O valor estratégico do arquipélago, relembra a ministra da Defesa, Janine Lélis, está a ser reforçado pelo papel assumido, dentro da arquitectura de segurança marítima de Yaoundé (2013) - que prevê a criação de seis centros de coordenação multinacionais regionais com vista a assegurar a partilha de informação e uma coordenação eficiente entre os países da África Ocidental e Central.
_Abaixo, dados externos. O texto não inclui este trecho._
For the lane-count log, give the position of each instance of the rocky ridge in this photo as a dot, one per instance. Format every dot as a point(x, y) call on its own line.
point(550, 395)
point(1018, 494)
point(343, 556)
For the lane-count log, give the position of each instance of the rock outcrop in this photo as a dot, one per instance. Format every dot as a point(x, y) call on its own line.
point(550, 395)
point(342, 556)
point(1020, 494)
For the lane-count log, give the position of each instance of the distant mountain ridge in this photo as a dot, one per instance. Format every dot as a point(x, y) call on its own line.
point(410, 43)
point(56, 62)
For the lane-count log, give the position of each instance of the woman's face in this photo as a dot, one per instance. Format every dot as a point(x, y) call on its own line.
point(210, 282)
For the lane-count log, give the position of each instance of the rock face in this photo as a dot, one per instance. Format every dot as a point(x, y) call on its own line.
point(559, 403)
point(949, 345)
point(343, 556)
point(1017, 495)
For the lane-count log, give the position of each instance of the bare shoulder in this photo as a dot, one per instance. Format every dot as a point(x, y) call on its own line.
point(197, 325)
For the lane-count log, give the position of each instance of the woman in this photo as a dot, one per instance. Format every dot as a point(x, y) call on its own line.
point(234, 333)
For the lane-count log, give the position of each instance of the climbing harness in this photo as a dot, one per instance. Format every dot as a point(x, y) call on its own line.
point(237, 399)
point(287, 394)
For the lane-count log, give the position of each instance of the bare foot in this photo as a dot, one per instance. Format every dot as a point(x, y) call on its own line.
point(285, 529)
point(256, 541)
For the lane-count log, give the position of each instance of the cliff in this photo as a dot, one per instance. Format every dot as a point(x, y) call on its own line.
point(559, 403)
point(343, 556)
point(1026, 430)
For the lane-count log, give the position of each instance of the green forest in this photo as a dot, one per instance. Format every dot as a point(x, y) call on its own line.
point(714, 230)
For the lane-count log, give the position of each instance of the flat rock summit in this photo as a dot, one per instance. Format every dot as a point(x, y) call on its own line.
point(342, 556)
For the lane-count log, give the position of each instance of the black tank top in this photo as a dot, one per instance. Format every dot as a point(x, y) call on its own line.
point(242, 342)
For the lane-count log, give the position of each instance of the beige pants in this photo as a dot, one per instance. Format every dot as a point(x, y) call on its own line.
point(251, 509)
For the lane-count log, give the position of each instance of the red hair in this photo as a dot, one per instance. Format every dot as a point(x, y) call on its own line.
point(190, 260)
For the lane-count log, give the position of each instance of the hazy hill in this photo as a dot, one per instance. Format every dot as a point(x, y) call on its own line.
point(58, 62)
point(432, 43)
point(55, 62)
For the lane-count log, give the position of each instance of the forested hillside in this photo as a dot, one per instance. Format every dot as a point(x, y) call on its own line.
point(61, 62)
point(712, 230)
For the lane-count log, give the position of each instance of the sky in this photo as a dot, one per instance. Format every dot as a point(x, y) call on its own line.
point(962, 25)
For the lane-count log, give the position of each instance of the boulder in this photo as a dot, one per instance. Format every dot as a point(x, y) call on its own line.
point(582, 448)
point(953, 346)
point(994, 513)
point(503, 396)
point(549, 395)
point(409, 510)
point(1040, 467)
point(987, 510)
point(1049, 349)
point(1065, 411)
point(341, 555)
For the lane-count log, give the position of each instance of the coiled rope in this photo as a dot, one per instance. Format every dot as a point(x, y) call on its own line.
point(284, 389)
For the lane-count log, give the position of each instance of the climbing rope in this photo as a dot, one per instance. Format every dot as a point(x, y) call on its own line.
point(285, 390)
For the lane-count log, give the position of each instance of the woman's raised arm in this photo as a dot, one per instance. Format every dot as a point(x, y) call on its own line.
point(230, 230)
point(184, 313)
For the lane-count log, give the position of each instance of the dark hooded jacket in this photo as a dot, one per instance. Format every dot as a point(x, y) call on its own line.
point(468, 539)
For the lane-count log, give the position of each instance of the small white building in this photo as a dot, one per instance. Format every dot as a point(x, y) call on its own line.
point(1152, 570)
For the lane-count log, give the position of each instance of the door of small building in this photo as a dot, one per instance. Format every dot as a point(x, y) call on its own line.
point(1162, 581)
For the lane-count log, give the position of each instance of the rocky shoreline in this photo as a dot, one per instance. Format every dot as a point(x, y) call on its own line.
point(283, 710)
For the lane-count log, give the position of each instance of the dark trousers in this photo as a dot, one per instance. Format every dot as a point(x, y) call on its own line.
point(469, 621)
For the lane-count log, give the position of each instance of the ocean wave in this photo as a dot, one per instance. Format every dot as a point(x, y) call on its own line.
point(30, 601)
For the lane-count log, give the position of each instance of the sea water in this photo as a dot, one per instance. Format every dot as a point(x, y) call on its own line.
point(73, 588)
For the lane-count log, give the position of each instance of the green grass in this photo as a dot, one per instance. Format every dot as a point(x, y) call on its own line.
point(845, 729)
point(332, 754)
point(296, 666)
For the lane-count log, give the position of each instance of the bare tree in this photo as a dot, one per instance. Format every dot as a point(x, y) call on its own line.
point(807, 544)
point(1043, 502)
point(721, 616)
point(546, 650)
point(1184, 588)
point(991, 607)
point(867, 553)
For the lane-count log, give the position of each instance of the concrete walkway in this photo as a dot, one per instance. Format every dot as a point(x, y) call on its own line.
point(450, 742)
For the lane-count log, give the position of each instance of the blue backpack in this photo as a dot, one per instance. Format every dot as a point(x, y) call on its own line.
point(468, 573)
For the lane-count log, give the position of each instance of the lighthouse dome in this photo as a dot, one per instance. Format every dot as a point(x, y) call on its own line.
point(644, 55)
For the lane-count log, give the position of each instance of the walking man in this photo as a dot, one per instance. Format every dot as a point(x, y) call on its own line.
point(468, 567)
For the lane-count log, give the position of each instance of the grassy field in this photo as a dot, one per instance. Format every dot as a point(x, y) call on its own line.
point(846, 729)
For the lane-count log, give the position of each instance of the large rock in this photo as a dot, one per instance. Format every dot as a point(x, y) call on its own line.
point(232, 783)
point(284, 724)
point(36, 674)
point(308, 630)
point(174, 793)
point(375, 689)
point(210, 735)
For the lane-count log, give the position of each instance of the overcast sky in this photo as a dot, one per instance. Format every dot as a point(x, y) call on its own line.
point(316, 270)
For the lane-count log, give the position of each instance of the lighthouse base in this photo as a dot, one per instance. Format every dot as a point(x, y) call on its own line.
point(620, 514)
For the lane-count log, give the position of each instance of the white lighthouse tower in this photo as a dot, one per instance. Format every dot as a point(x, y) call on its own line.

Cabo Verde tem um papel determinante nessa arquitectura ao sediar o Centro de Coordenação Marítima da Zona G da CEDEAO (da qual fazem parte também Gâmbia, Guiné-Bissau, Mali e Senegal).
As obras do Centro foram concluídas esta semana, mas é necessário ainda “fazer a formação do pessoal e aguardar pela indigitação do director do centro, que é feita a nível da CEDEAO”, avançou.
“Temos o COSMAR e que agora este centro representa uma competência regional, vamos dizer assim, onde nós vamos jogar este papel importante no quadro da segurança marítima”, disse Janine Lélis.
O Centro de Operações de Segurança Marítima (COSMAR), recorde-se, foi inaugurado em 2010 e veio reforças a articulação entre entidades nacionais.
*Com André Amaral
Texto originalmente publicado na edição impressa do Expresso das Ilhas nº 1097 de 7 de Dezembro de 2022.